In het kort:
De ambitieuze woningbouwplannen van Nederland komen in de knel door verschillende structurele problemen die de bouw blokkeren.
- Van de benodigde miljoen woningen tot 2030 kwamen er in drie jaar slechts 260.000 bij, waarna de voortgang stokte.
- Meer dan de helft van geplande projecten ligt binnen 5 kilometer van stikstofgevoelige natuur, waardoor vergunningen worden geweigerd.
- Ruim 30 procent van de bouwprojecten kampt met netcongestie door onvoldoende capaciteit op het elektriciteitsnet.
Het grote plaatje:
De financiële realiteit maakt woningbouw nog moeilijker voor gemeenten en ontwikkelaars.
- Bij meer dan de helft van projecten zijn de kosten hoger dan opbrengsten, tot wel 35.000 euro per woning.
- Kleinere gemeenten hebben te weinig deskundigen zoals planeconomen en projectleiders om projecten uit te voeren.

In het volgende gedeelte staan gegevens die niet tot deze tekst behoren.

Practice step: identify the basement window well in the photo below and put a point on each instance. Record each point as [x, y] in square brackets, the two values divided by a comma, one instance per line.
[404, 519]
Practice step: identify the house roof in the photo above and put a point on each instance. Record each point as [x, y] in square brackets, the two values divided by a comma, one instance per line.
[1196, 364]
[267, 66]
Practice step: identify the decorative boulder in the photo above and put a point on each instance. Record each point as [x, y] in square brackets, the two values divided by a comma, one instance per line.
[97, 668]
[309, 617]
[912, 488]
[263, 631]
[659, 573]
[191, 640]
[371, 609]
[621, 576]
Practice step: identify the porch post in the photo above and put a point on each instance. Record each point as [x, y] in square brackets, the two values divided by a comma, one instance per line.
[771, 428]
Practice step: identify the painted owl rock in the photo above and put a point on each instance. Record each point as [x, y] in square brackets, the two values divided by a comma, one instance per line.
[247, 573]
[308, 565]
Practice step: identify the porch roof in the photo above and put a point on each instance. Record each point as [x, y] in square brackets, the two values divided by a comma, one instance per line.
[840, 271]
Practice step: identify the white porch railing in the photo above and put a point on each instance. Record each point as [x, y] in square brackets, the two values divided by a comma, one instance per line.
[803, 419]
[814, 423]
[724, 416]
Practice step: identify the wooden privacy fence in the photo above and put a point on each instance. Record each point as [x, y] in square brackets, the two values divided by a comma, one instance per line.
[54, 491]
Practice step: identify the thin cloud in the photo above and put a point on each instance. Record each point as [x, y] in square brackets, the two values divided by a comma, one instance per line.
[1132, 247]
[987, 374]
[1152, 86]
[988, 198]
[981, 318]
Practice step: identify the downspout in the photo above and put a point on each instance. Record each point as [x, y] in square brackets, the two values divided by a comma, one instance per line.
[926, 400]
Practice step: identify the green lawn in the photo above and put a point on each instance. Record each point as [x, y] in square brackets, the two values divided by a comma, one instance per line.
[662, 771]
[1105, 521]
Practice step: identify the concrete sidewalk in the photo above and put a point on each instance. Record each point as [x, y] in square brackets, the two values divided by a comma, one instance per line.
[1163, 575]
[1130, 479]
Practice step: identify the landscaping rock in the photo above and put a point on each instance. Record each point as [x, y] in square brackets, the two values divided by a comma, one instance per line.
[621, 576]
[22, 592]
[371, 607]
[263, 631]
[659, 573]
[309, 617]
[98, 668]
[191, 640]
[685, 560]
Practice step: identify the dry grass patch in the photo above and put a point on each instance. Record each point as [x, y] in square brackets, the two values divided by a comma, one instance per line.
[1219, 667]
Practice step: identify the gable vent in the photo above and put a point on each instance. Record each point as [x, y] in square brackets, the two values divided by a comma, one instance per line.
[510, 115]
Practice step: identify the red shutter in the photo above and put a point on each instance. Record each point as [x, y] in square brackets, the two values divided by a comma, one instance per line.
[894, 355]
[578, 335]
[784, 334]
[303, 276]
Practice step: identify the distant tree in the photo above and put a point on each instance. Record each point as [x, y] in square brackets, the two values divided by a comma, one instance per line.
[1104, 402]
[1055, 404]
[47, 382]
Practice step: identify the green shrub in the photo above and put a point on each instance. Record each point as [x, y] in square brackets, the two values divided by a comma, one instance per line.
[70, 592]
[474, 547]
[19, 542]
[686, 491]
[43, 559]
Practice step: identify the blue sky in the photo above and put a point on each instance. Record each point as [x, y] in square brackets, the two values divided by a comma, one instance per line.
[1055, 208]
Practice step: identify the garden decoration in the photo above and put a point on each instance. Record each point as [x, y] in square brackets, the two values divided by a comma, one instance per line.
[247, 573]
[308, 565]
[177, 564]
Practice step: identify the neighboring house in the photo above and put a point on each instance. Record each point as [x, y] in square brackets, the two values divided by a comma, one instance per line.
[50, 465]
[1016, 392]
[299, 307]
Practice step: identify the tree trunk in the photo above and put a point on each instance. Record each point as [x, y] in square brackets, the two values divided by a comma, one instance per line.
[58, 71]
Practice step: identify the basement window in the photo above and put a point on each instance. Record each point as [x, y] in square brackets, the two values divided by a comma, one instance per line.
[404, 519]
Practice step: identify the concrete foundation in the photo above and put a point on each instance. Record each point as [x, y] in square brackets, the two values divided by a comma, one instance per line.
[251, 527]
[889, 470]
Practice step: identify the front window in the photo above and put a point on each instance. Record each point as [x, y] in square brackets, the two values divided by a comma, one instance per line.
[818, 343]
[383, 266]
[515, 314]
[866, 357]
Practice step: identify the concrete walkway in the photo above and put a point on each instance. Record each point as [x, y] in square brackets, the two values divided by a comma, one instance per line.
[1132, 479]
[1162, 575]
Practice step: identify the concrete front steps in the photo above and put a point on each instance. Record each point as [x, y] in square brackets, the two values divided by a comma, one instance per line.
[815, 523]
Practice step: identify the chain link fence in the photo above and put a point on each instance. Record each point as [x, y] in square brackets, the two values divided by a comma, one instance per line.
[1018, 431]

- Utrecht, Flevoland en Gelderland worden het zwaarst getroffen, met veel projecten die vanaf 2027 dreigen stil te vallen.
Wat volgt:
Het Interprovinciaal Overleg vraagt 4 tot 5 miljard euro extra per jaar om de woningnood werkelijk aan te pakken. Voorzitter Ina Adema hoopt dat formerende partijen het rapport gebruiken als uitgangspunt voor nieuw beleid.